New Delhi: Manmohan Singh may or may not write an autobiography depending on whether he felt exited to do it, the former prime minister’s daughter Daman Singh said here Sunday.
Asked if she would suggest Manmohan Singh to pen his memoir, Daman Singh said her father had a mind of his own and she need not persuade him.
“Whether he writes (an autobiography) would depend on whether he feels it would be an exciting thing to do,” Daman Singh said during the launch of her book “Strictly Personal” at the India Habitat Centre here.
She said the book traces the journey of the former prime minister and his wife Gursharan Kaur’s life from the 1930s to 2004.
“It portrays my parents’ ideas, opinions, beliefs and values, how these were formed and how these changed,” she said.
Daman Singh said she was both affectionate and honest while writing the book.
“There was no intention to put my parents on a pedestal and shower praises on them,” she said.
She said the book talks not just about the two individuals but about the journey of India through independence.
“The book is not just about two individuals but it also talks about the times of the 1930s… story of an India that was divided but got freedom… struggle of a nation to move ahead,” she said.

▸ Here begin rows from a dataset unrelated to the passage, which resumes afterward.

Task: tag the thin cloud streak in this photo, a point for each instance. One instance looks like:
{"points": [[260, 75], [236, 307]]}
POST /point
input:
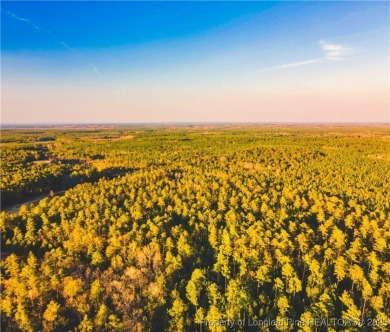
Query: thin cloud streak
{"points": [[335, 52], [52, 36], [292, 65], [332, 52]]}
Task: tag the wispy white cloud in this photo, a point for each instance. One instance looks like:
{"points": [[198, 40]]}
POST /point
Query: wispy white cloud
{"points": [[22, 19], [292, 64], [52, 36], [332, 52], [335, 52]]}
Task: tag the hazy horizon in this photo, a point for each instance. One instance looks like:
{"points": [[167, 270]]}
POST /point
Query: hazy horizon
{"points": [[194, 62]]}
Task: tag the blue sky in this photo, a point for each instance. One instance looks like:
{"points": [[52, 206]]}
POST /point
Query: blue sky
{"points": [[195, 61]]}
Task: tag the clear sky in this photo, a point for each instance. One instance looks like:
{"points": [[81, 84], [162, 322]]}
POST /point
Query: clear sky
{"points": [[97, 62]]}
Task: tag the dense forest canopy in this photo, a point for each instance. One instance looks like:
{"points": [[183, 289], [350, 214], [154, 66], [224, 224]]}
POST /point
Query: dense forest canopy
{"points": [[195, 228]]}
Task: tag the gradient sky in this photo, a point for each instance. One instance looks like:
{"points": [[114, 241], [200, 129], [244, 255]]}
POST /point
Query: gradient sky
{"points": [[96, 62]]}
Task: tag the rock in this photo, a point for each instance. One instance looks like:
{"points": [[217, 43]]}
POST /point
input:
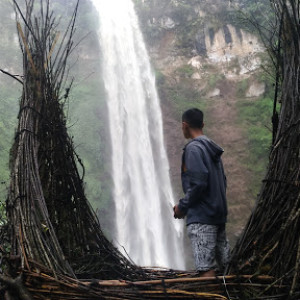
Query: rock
{"points": [[256, 89], [196, 76], [195, 62], [200, 43]]}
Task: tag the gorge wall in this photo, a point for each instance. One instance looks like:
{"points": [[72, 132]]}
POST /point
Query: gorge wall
{"points": [[204, 57]]}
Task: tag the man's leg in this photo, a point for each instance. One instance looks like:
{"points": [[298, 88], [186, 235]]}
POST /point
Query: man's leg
{"points": [[222, 249], [204, 239]]}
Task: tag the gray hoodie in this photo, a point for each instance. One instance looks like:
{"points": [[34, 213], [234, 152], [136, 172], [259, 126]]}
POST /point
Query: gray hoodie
{"points": [[203, 182]]}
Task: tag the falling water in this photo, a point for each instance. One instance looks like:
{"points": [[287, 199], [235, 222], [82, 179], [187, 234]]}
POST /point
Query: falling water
{"points": [[142, 190]]}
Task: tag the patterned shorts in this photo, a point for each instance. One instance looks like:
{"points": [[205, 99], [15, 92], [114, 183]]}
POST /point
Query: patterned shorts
{"points": [[209, 245]]}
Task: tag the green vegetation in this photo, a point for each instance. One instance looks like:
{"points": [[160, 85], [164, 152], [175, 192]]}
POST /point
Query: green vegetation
{"points": [[255, 118], [214, 79], [182, 96], [85, 108]]}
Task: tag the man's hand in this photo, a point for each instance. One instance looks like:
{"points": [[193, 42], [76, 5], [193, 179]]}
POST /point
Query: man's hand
{"points": [[178, 214]]}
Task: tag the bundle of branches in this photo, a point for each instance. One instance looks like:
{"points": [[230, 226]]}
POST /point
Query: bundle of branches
{"points": [[270, 243], [50, 219]]}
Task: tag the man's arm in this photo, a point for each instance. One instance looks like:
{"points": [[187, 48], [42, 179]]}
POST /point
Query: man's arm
{"points": [[197, 176]]}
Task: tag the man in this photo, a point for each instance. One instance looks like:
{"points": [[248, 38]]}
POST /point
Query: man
{"points": [[204, 203]]}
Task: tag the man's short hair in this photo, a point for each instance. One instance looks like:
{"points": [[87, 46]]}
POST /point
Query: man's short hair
{"points": [[194, 117]]}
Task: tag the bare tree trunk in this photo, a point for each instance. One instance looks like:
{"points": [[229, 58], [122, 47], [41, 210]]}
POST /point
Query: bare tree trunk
{"points": [[270, 243]]}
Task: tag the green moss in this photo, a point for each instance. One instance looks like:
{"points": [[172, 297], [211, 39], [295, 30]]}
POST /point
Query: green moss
{"points": [[186, 71], [255, 118], [241, 88]]}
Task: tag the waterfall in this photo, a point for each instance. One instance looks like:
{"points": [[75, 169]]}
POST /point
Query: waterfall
{"points": [[140, 169]]}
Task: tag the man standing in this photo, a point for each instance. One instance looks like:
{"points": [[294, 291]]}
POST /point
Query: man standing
{"points": [[204, 203]]}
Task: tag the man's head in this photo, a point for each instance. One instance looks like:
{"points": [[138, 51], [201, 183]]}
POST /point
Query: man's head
{"points": [[192, 123]]}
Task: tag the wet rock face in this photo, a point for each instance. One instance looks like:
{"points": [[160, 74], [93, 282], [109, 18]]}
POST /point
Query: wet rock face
{"points": [[200, 43], [227, 34]]}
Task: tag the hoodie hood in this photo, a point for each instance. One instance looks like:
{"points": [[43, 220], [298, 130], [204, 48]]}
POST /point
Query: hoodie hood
{"points": [[214, 150]]}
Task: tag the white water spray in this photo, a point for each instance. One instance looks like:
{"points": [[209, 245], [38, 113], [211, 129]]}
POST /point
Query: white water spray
{"points": [[142, 189]]}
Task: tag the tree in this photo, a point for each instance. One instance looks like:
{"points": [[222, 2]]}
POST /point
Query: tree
{"points": [[270, 243]]}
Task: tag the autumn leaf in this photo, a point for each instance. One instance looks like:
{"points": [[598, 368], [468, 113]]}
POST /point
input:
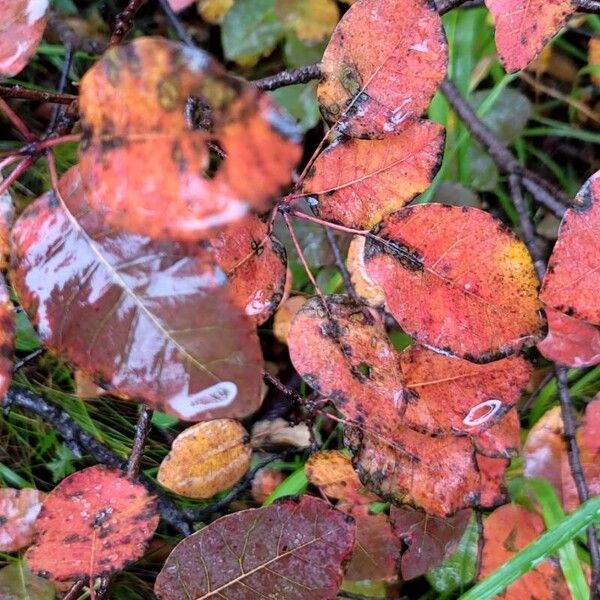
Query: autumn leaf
{"points": [[450, 395], [506, 531], [572, 281], [293, 549], [524, 26], [206, 459], [359, 182], [193, 182], [93, 523], [382, 67], [430, 539], [22, 24], [457, 280], [136, 314], [18, 512], [570, 342], [255, 264]]}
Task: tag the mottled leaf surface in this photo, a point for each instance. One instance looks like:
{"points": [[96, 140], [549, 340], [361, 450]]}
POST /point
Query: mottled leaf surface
{"points": [[453, 395], [429, 539], [255, 264], [524, 26], [359, 182], [382, 67], [138, 315], [292, 550], [569, 341], [133, 104], [457, 280], [22, 24], [206, 458], [572, 281], [18, 512], [93, 523]]}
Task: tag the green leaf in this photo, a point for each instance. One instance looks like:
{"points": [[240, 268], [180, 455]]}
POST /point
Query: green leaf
{"points": [[546, 545], [250, 30]]}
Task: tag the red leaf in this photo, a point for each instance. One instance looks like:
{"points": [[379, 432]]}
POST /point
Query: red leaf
{"points": [[572, 281], [139, 315], [430, 540], [359, 182], [382, 66], [570, 342], [506, 531], [452, 395], [256, 266], [457, 280], [291, 550], [524, 26], [93, 523], [156, 175], [22, 24], [18, 512]]}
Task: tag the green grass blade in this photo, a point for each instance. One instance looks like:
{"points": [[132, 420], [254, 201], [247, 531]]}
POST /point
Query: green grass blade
{"points": [[546, 545]]}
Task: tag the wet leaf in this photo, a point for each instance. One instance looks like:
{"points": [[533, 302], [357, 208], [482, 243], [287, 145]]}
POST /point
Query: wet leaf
{"points": [[293, 549], [382, 67], [570, 342], [430, 539], [310, 20], [138, 315], [506, 531], [572, 281], [133, 103], [359, 182], [17, 582], [256, 266], [18, 512], [450, 395], [524, 26], [93, 523], [22, 24], [206, 459], [457, 280]]}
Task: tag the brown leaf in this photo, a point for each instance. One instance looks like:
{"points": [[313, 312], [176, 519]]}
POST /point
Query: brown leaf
{"points": [[291, 550], [157, 176], [136, 314], [430, 539], [93, 523], [22, 24], [457, 280], [206, 459], [382, 67], [18, 512], [572, 281], [359, 182]]}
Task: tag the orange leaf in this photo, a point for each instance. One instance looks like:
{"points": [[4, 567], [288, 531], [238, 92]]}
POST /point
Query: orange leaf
{"points": [[524, 26], [22, 24], [359, 182], [570, 341], [138, 315], [206, 459], [256, 266], [457, 280], [141, 159], [18, 512], [452, 395], [93, 523], [506, 531], [572, 281], [382, 66]]}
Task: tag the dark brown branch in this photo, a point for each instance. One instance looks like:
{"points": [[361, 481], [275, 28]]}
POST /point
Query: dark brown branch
{"points": [[290, 77], [583, 491]]}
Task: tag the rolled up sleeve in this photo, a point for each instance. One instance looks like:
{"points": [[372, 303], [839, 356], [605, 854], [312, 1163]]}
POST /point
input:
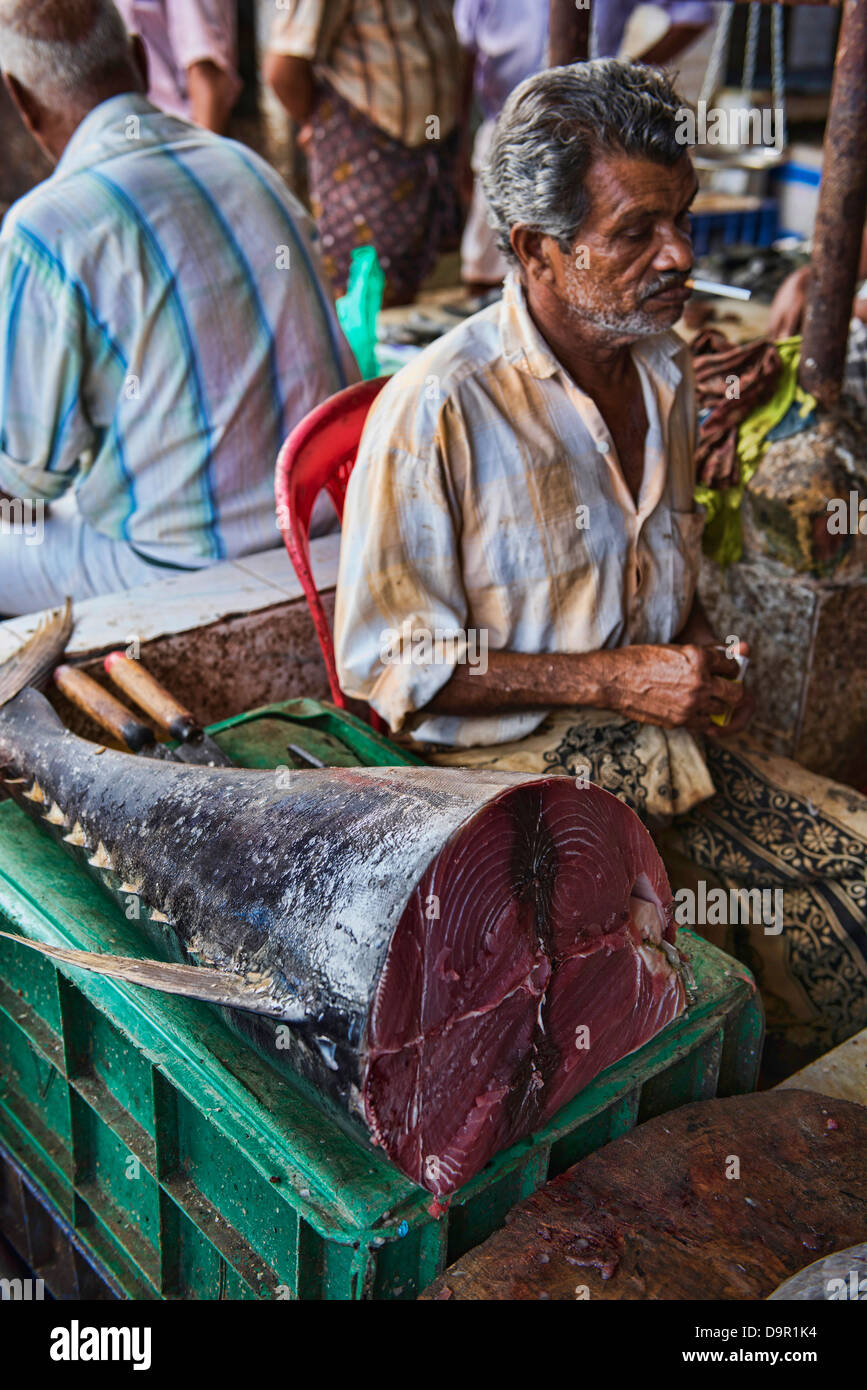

“Something that was done with courage, conviction, and sometimes confusion, the book portrays my parents, their ideas, values, belief… how these form and how they change,” she said.
Confessing that she did not want the book to be published so long as her father was in office, Daman Singh said it began with events unfolding in the 1930s and ends in 2004, when Manmohan Singh became prime minister.
“I told my publishers there would be no masala, no secrets, no sensation,” Daman Singh said.
She said the biggest challenge in compiling the book was to understand and write about economics, a subject which is integral to her father’s life.
“Being a non-economist, it was hard to talk about economics with my father and it was harder to write what he said,” Daman Singh said.
She said Vikram Seth and M.J. Akbar inspired her as a writer during the course of the book.